The 1953 Pulitzer Prize-winning play "Picnic" returns to Broadway, courtesy of the Roundabout Theater Company. Time Out New York's David Cote filed the following report for NY1.
Back in the 1950s, playwright William Inge had a string of Broadway hits, but he fell out of fashion by the end of the decade. Well, maybe we’re ready for an Inge revival.
In recent seasons, we've had excellent productions of his melancholy domestic dramas "The Dark at the Top of the Stairs" and "Come Back, Little Sheba". Now. there’s the Roundabout's sensuous, dreamy and deeply affecting "Picnic".
Staged by the always surprising Sam Gold, who also directed a lean, brutal "Look Back in Anger" last year, "Picnic" captures the essence of its retro period and small-town Kansas locale, without being slavishly tied to realism. So when Sebastian Stan, playing a handsome drifter who gets tangled up with the town beauty, whips off his shirt to reveal a 21st-century set of abs, you can either go with it or cry foul.
The truth is, Stan's character, Hal, is dangerously attractive to the women in the play and he should also seduce the audience. Maggie Grace, the willowy blonde beauty who plays Madge, is equally stunning. To be sure, these young actors are not polished, but their coltishness, the slight slippage between actor and role, works.

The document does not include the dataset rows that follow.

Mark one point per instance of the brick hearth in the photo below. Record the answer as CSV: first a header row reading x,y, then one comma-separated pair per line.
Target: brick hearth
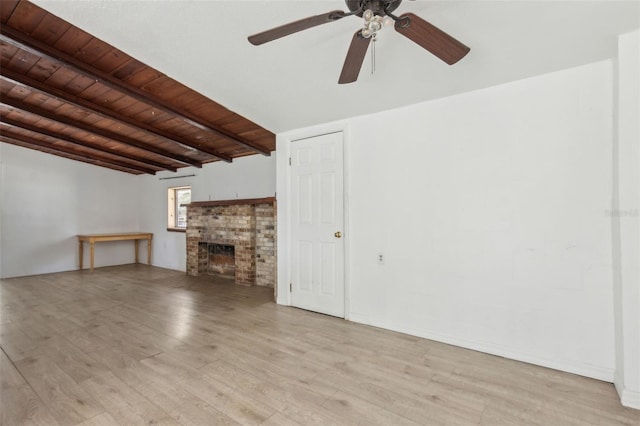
x,y
248,225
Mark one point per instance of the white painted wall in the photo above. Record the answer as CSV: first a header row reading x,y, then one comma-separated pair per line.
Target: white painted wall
x,y
247,177
47,201
626,221
490,208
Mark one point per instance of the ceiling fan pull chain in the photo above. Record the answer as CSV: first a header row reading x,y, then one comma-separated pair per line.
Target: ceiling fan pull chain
x,y
373,53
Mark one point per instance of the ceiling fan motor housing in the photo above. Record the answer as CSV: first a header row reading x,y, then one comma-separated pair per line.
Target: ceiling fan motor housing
x,y
377,6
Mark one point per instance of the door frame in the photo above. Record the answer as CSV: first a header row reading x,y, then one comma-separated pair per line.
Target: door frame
x,y
283,195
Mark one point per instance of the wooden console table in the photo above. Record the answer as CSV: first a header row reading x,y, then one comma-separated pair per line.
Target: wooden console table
x,y
98,238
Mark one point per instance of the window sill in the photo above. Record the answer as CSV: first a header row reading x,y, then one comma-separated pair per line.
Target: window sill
x,y
183,230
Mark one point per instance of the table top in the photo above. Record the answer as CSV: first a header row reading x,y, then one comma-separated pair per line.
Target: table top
x,y
116,236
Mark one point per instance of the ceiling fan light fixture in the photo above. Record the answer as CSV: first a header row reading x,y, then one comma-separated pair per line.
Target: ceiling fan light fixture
x,y
368,15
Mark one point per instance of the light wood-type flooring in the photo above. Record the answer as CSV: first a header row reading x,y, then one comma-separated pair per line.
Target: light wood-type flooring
x,y
136,344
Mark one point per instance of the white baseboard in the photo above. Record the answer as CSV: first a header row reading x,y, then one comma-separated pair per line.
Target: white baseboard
x,y
594,372
628,398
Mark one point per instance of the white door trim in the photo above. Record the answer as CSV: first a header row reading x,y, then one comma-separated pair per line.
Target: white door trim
x,y
283,195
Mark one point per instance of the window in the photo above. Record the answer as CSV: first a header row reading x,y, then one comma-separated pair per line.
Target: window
x,y
177,211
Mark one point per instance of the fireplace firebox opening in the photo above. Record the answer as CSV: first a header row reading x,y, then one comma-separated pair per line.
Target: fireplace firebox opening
x,y
221,260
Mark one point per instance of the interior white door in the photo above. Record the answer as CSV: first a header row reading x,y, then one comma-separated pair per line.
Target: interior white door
x,y
317,219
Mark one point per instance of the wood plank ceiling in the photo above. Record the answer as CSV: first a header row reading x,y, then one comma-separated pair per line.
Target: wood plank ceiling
x,y
67,93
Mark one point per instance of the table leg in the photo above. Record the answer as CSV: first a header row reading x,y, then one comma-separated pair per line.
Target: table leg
x,y
91,251
80,253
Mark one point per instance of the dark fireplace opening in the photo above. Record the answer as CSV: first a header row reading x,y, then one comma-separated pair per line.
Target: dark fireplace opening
x,y
221,260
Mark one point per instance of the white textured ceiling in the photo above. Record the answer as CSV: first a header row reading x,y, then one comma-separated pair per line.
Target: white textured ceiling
x,y
292,82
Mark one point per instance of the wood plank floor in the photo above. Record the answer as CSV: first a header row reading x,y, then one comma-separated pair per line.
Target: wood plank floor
x,y
136,344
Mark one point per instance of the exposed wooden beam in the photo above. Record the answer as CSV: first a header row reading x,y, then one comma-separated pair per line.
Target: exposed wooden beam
x,y
78,102
29,44
20,106
70,153
11,123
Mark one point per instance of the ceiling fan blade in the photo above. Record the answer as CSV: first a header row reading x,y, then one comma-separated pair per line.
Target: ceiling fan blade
x,y
355,58
294,27
431,38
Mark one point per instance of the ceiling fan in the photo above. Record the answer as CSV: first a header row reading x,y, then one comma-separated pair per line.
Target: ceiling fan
x,y
376,14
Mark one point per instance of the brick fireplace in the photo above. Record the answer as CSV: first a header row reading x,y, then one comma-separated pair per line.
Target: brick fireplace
x,y
246,229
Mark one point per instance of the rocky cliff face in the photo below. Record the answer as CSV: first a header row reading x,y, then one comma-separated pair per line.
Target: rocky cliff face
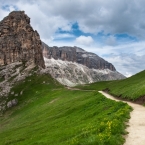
x,y
72,73
78,55
18,41
72,66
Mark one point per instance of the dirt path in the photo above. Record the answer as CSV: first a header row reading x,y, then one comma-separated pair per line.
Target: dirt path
x,y
136,123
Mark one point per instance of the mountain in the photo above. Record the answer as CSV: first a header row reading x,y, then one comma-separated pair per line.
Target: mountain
x,y
18,41
73,65
20,54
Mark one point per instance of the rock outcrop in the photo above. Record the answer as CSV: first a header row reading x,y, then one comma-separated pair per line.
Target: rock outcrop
x,y
18,41
72,73
72,66
78,55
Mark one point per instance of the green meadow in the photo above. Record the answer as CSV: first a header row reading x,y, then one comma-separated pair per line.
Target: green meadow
x,y
49,114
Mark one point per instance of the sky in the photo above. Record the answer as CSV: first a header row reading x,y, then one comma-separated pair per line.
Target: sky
x,y
112,29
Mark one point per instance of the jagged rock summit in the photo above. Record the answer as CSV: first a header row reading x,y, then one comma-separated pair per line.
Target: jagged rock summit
x,y
73,65
18,40
78,55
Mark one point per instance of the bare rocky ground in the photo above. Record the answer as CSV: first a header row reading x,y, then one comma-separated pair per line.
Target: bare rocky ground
x,y
136,123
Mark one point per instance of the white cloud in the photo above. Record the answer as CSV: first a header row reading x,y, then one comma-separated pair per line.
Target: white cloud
x,y
111,40
84,40
110,16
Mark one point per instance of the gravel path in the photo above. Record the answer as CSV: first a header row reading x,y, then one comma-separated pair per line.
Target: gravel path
x,y
136,123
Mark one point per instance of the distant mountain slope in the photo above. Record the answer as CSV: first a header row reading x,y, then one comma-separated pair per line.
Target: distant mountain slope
x,y
72,73
73,65
78,55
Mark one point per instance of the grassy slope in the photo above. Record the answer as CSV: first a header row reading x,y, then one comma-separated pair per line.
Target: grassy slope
x,y
50,114
131,88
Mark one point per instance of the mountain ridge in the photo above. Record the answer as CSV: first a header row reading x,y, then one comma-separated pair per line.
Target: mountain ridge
x,y
76,54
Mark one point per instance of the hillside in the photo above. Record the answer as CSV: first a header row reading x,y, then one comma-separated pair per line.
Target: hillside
x,y
132,88
48,113
73,65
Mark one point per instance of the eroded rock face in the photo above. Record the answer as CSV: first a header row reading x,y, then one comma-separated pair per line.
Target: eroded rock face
x,y
78,55
18,40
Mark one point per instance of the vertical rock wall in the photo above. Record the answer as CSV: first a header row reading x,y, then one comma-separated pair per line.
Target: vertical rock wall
x,y
18,40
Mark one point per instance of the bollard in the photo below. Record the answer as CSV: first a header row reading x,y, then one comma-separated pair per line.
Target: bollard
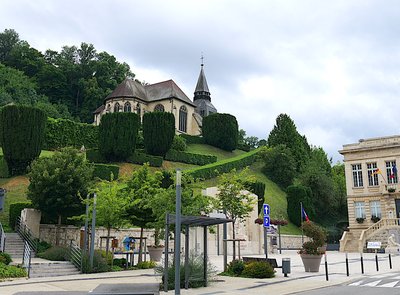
x,y
362,264
326,268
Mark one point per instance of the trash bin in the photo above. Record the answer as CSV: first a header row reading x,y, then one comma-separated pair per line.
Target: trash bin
x,y
285,266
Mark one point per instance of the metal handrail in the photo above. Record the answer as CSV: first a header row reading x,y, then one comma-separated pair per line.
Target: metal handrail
x,y
26,234
2,239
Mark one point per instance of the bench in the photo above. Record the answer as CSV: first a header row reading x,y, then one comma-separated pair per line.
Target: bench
x,y
271,261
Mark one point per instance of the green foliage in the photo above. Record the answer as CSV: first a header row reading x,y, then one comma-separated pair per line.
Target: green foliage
x,y
106,171
258,269
179,144
15,212
214,169
297,194
146,264
140,158
11,271
117,135
21,136
221,130
5,258
196,273
280,166
56,183
192,139
190,158
158,132
55,253
60,133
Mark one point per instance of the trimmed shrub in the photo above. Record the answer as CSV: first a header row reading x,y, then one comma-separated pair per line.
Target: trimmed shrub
x,y
179,144
21,136
60,133
140,158
221,130
224,166
95,156
5,258
104,171
55,253
258,269
158,132
117,135
190,158
15,212
192,139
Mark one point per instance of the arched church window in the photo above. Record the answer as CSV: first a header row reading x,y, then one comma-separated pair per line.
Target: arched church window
x,y
116,107
159,108
127,107
183,119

Gold mixes his newcomers with stage veterans such as Ellen Burstyn, playing an old maid next-door neighbor; brassy Elizabeth Marvel as a middle-age school teacher desperate for a husband; and Mare Winningham as a fretful mother who wants Madge to rise in the world. Inge’s low-key lyricism blends heartache and hope, centering on insecure youths and regretful adults, all torn between repression and escape. It’s a gossamer tone, and Gold and his actors capture it.
Rich in pathos, attuned to its period but still fresh and, above all, dangerously sexy, "Picnic" is a theatrical feast.